Candida Hofer
Johnen + Schöttle
Candida Höfer was a student of Bernd and Hilla Becher, whose reductionist approach to photography has exerted a tremendous influence on recent German art. Indeed, the Bechers have had such a strong impact that their disciples have often had to struggle with the couple’s rationally “correct” stance for the rest of their lives. Despite the authority of the Bechers, Höfer has managed to take a slow, quiet, and thoughtful detour.
Her subject is limited to interiors, which are never stripped of their distinctiveness by rigorously formal photographic methods. More specifically, Hölfer shoots informal public spaces. Most of them are deserted, but their wear and tear shows signs of human presence. None of these photographs is clinically clean, none looks posed. On the other hand, they never fall into the nostalgia trap of providing places with an “interesting” patina. These interiors are chosen and depicted according to the artist’s “feel,” whereby she greatly distances herself from any claim to objectivity.
Höfer goes to great lengths to avoid pretentiousness. The traces of her struggle—from light fatigue to exhaustion—remain in her photographs. In her restrained manner, she tries to establish emotions—defying, on the one hand, the urge to document, and on the other, any concept of artistic purity. Höfer cultivates a romantic idea of the interior, not as a place of intense yearning, but as a human-made, and therefore flawed, space. She shoots with a 35-mm. camera, never using additional light, and working with mistakes, such as blurriness or weak composition. One could apply the term “snapshots” to her photographs. However, the plain, simple realism inherent in these pictures derives from the specific location of these spaces. They tell us something universal about abiding under specific historical conditions, about the history of living and remaining—something that transcends obedience to precise photographic rules.

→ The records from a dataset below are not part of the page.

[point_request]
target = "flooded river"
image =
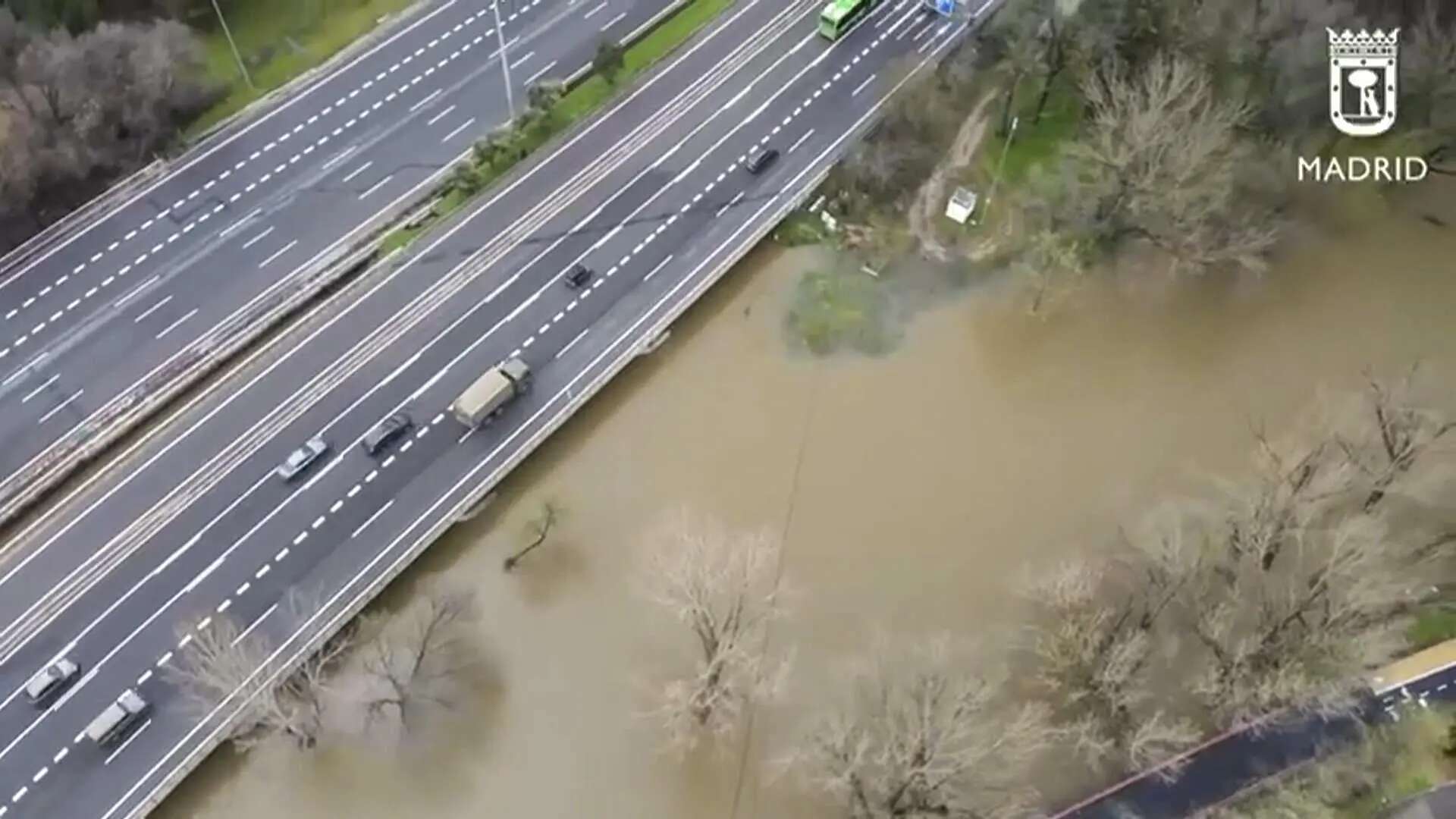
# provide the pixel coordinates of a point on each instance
(912, 491)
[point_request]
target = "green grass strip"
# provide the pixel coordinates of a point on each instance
(577, 104)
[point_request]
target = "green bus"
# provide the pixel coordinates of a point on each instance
(842, 15)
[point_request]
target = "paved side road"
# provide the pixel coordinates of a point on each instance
(147, 290)
(1223, 767)
(654, 197)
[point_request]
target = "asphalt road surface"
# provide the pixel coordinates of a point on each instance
(1228, 765)
(142, 289)
(193, 525)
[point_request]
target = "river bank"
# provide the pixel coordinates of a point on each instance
(913, 491)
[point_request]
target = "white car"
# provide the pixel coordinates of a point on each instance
(302, 458)
(50, 681)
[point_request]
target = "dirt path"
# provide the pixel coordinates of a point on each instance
(930, 199)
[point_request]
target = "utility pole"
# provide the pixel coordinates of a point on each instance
(999, 167)
(506, 64)
(234, 44)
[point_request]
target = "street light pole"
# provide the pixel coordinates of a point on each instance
(999, 168)
(506, 64)
(231, 42)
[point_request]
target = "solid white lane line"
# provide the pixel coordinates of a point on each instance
(177, 324)
(570, 344)
(463, 126)
(130, 739)
(441, 115)
(39, 390)
(378, 186)
(660, 265)
(278, 253)
(357, 171)
(356, 534)
(143, 315)
(258, 238)
(61, 406)
(731, 203)
(239, 223)
(644, 89)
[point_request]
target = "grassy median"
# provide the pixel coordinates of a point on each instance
(278, 41)
(552, 111)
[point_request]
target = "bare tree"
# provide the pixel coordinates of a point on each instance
(727, 589)
(918, 736)
(1389, 436)
(220, 662)
(1022, 55)
(1432, 74)
(1052, 267)
(1159, 161)
(538, 531)
(419, 664)
(1296, 632)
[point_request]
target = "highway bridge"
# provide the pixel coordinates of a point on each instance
(190, 523)
(107, 321)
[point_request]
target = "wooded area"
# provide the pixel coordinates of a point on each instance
(76, 111)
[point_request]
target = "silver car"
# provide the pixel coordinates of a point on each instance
(302, 458)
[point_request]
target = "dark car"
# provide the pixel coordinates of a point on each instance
(384, 433)
(579, 276)
(52, 681)
(761, 158)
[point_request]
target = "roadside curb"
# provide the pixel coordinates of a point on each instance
(107, 200)
(126, 411)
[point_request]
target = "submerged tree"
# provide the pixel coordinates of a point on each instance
(726, 588)
(417, 664)
(1095, 651)
(223, 664)
(918, 736)
(1161, 161)
(538, 531)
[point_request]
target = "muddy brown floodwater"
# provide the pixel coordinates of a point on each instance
(913, 491)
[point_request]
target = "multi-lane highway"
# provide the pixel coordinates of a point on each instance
(191, 525)
(139, 297)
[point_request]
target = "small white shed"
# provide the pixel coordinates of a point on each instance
(962, 205)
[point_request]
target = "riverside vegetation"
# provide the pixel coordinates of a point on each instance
(1131, 137)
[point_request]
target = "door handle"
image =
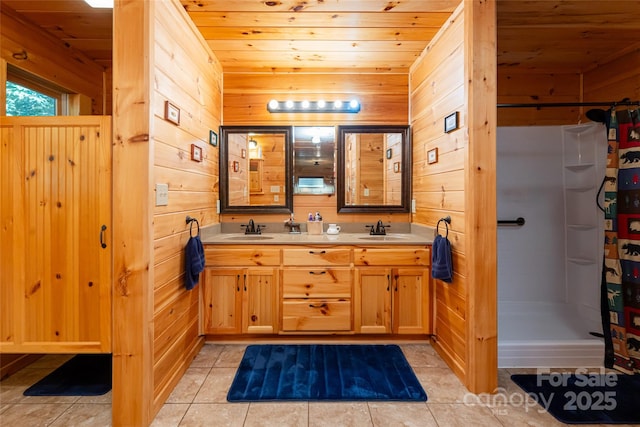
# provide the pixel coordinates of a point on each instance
(102, 230)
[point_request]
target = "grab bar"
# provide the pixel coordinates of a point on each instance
(518, 221)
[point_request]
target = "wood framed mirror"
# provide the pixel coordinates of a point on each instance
(374, 168)
(255, 169)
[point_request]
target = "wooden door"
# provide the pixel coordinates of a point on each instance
(373, 300)
(222, 300)
(411, 301)
(55, 251)
(260, 299)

This exhibition features work done during the past ten years. Two of the pictures stand out because of their inclusion of people within the frame. One is a shot of the Bibliothèque Nationale in Paris, the other of the waiting room in Cologne’s train station. In the latter photo, one can see how overwhelming the reality is here when compared with the almost frail quality of most artistic photography. These photographs of casual lingering leave very faint traces of human presence.
Translated from the German by Joachim Neugroschel.